Biblioteche alle prese con il Covid-19: tra chiusure e opportunità digitali
Ancora troppo poco conosciuti i servizi digitali bibliotecari. Un fondamentale servizio per l'informazione, oggi più che mai
In questo 2020 la pandemia da coronavirus e l’annessa situazione di emergenza sanitaria hanno travolto molti aspetti delle nostre vite, portando con sé notevoli cambiamenti, che si sono riflessi sulle istituzioni e in particolare sul comparto culturale.
Anche le biblioteche hanno dovuto chiudere le porte dopo l’entrata in vigore dell’ultimo Dpcm contro il Covid-19. A due esperti in materia, entrambi al servizio della nostra Università, abbiamo chiesto quali difficoltà stanno affrontando e come funziona la digitalizzazione del servizio. Ne parliamo con Fabrizia Bevilacqua, responsabile delle biblioteche di scienze umane, e Alberto Salarelli, docente di biblioteconomia e bibliografia.

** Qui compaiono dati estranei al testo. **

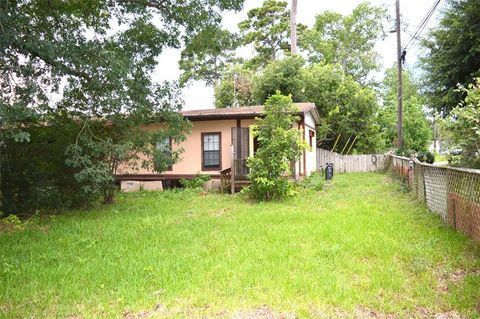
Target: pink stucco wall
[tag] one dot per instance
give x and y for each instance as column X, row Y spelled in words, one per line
column 191, row 158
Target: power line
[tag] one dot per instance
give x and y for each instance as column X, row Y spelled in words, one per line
column 423, row 24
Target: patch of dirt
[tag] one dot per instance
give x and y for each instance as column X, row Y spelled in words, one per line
column 156, row 311
column 454, row 277
column 218, row 212
column 367, row 313
column 262, row 313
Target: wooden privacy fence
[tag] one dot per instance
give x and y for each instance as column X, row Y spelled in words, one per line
column 351, row 163
column 452, row 193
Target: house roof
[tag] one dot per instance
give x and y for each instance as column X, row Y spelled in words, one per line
column 243, row 112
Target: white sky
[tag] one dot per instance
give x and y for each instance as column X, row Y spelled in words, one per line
column 199, row 96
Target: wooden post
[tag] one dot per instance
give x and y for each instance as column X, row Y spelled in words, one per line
column 232, row 173
column 400, row 80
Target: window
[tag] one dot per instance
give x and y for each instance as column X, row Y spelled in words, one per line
column 164, row 146
column 211, row 151
column 311, row 135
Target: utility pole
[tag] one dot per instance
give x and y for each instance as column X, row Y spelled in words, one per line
column 400, row 80
column 293, row 27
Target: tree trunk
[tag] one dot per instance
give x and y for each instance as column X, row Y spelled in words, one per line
column 293, row 27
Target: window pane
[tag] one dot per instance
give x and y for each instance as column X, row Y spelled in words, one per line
column 163, row 145
column 211, row 142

La chiusura delle biblioteche
“La sensibilità del governo verso la cultura – spiega Salarelli – va a fasi alterne: per fare un esempio, a febbraio di quest’anno è stata varata una legge a sostegno della lettura che pone le biblioteche, specie quelle scolastiche, al centro dell’attenzione. Il fatto poi che le biblioteche siano sempre tra le prime ‘vittime’ si spiega con la convinzione, purtroppo diffusa che, chiudere un istituto di cultura sia meno dannoso sotto il punto di vista economico rispetto ad altre attività. Proprio questo è il fattore che mi ha spinto a sottoscrivere con decisione l’appello lanciato al governo dall’assessore Michele Guerra. Altro fattore da tenere in conto – prosegue – è il fatto che, come in altri comparti della cultura, anche per le biblioteche c’è la possibilità di proseguire con servizi a distanza di digital lending e di prestito ‘da asporto’, a differenza di molti altri settori lavorativi in cui la presenza fisica è fondamentale“.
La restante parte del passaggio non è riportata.